There are much better-equipped critics who’ve more thoughtfully & extensively tackled the nuanced ways Isle of Dogs has failed to fully justify its Japanese culture-gazing: Inkoo Kang, Justin Chang, Emily Yoshida, Alison Willmore, to name a few. As a white American, it’s not my place to declare whether this gray area issue makes the film worthy of vitriol or just cautions consideration. I could maybe push back slightly on the cultural appropriation claims that say there’s no reason the story had to be framed in Japan and that Anderson only chose that setting for its visual aesthetic. Like Kubo & The Two Strings’s philosophical relationship with the finality of death (or lack thereof), Isle of Dogs engages with themes of honor and ancestry that feel very specific to its Japanese setting (even if not at a fully satisfying depth). Truth be told, though, I likely would have enjoyed the film even without that thematic justification.

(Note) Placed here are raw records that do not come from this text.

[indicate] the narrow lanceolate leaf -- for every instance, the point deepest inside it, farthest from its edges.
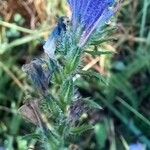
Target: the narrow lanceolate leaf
(67, 91)
(81, 129)
(92, 104)
(98, 53)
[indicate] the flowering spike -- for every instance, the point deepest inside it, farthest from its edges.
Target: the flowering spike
(89, 14)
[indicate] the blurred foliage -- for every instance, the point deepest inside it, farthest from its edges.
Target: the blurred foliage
(125, 117)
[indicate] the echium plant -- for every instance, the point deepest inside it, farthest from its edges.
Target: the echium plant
(57, 107)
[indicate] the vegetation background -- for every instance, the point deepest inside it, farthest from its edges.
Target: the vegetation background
(125, 118)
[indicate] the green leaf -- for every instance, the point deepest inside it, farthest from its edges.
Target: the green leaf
(100, 41)
(98, 53)
(92, 104)
(101, 134)
(67, 91)
(81, 129)
(92, 74)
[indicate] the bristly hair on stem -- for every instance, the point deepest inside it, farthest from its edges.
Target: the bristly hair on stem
(53, 75)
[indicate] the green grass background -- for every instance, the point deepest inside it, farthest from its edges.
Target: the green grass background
(126, 97)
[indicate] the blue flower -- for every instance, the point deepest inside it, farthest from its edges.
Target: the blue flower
(90, 14)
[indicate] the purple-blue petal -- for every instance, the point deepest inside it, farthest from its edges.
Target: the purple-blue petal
(89, 14)
(105, 17)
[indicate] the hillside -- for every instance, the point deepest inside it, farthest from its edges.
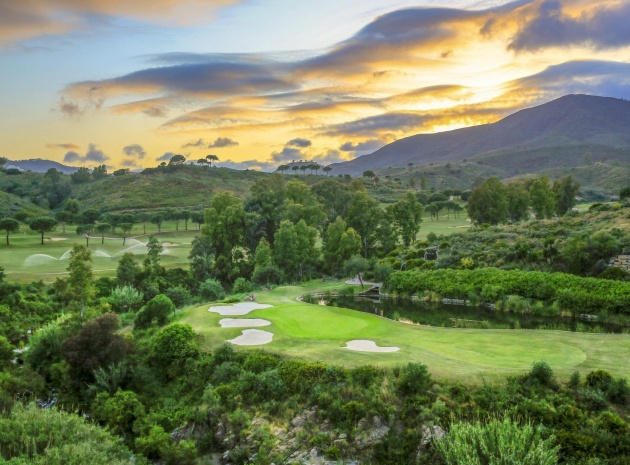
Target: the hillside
(39, 165)
(185, 186)
(556, 134)
(11, 204)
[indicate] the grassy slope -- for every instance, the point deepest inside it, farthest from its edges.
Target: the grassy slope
(188, 186)
(315, 332)
(25, 259)
(11, 204)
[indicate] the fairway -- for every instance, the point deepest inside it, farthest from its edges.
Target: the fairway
(319, 333)
(26, 259)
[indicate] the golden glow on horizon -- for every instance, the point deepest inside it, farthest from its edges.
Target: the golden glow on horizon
(401, 75)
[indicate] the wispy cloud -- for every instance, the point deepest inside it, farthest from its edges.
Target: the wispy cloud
(222, 142)
(67, 146)
(34, 18)
(92, 155)
(135, 150)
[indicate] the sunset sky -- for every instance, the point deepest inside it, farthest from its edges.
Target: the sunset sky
(262, 82)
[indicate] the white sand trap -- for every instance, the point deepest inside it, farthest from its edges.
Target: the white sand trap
(252, 337)
(363, 345)
(241, 308)
(243, 322)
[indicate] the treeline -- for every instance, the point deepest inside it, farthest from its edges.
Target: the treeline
(570, 293)
(493, 202)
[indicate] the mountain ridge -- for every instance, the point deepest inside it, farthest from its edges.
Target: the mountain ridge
(571, 120)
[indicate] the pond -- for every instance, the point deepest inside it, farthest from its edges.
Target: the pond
(415, 311)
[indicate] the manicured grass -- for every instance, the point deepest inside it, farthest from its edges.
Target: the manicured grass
(26, 259)
(315, 332)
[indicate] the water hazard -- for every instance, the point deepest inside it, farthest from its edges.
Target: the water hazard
(435, 314)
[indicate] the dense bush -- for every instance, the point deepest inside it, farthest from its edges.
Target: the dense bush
(573, 293)
(497, 442)
(211, 290)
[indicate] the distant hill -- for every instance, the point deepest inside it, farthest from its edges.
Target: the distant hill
(39, 165)
(12, 204)
(556, 134)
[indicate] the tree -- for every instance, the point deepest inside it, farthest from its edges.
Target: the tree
(81, 176)
(121, 172)
(185, 215)
(157, 309)
(355, 266)
(294, 248)
(80, 287)
(85, 230)
(90, 216)
(370, 175)
(63, 217)
(334, 196)
(497, 441)
(157, 220)
(97, 345)
(364, 215)
(57, 436)
(197, 217)
(518, 201)
(54, 188)
(267, 199)
(488, 203)
(212, 158)
(542, 198)
(103, 228)
(301, 204)
(172, 347)
(126, 229)
(225, 225)
(177, 160)
(9, 225)
(43, 224)
(154, 249)
(99, 172)
(127, 270)
(407, 214)
(201, 258)
(565, 191)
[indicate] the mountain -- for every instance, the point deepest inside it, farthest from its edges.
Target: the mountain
(39, 165)
(557, 133)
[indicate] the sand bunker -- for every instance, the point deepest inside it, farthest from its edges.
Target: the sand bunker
(363, 345)
(243, 322)
(241, 308)
(252, 337)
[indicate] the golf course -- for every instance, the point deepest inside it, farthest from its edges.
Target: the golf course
(320, 333)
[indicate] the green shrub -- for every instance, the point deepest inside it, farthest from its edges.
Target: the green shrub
(242, 286)
(125, 299)
(496, 442)
(211, 290)
(156, 310)
(179, 295)
(37, 436)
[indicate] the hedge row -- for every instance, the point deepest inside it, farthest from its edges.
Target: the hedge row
(572, 293)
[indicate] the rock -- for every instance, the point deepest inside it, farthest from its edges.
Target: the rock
(429, 433)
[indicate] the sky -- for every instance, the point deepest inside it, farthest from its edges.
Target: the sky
(260, 83)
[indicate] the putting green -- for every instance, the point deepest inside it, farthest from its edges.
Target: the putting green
(315, 332)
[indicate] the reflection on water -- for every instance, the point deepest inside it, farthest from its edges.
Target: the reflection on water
(435, 314)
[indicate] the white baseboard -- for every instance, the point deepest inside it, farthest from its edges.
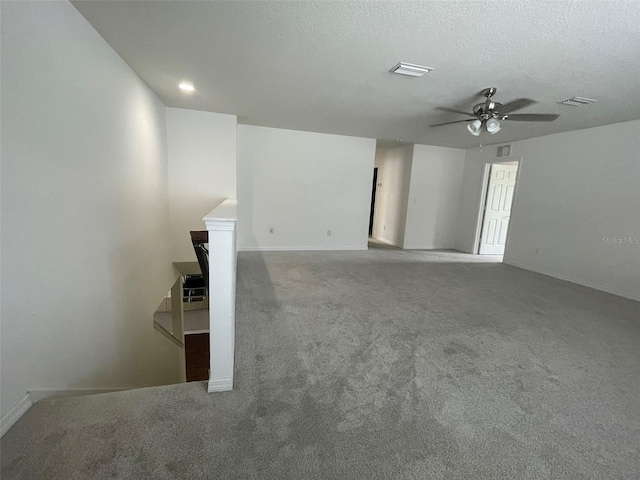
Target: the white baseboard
(388, 242)
(223, 385)
(39, 395)
(297, 249)
(577, 282)
(15, 414)
(428, 247)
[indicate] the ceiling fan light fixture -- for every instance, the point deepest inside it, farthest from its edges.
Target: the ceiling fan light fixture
(474, 127)
(493, 126)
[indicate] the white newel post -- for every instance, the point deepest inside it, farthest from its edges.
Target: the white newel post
(221, 225)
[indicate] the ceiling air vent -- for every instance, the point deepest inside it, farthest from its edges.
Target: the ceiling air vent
(578, 101)
(504, 151)
(410, 69)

Unless Isle of Dogs is your very first exposure to the director’s work, you’ve likely already formed a relationship with Wes Anderson as an artist, whether positive or negative. It’s a relationship that can only be reinforced as the director doubles down with each project, sinking even deeper into his own particular quirks. I assumed with Moonrise Kingdom that no film could have possibly gotten more Wes Andersony. Its follow-up, Grand Budapest Hotel, immediately proved that assumption wrong. While Isle of Dogs stacks up nicely to either of those films in terms of visual achievements, its own doubling-down on the Wes Anderson aesthetic is tied to the director’s long history of blissful ignorance in approaching POC cultures (most notably before in The Darjeeling Limited). It does so by submerging itself in a foreign culture entirely without fully engaging with the implications of that choice. As a longtime Anderson devotee in the face of this doubling-down, I’m going to have to reconcile my love of his films with the fact that this exact limitation has always been a part of them, that I’ve willfully overlooked it in my appreciation of what he achieves visually, emotionally, and comedically elsewhere. Isle of Dogs is a gorgeous work of visual art and a very distinct approach to dystopian sci-fi. It’s a great film, but also a culturally oblivious one. The conversation around that internal conflict is just as vital as any praise for its technical achievements.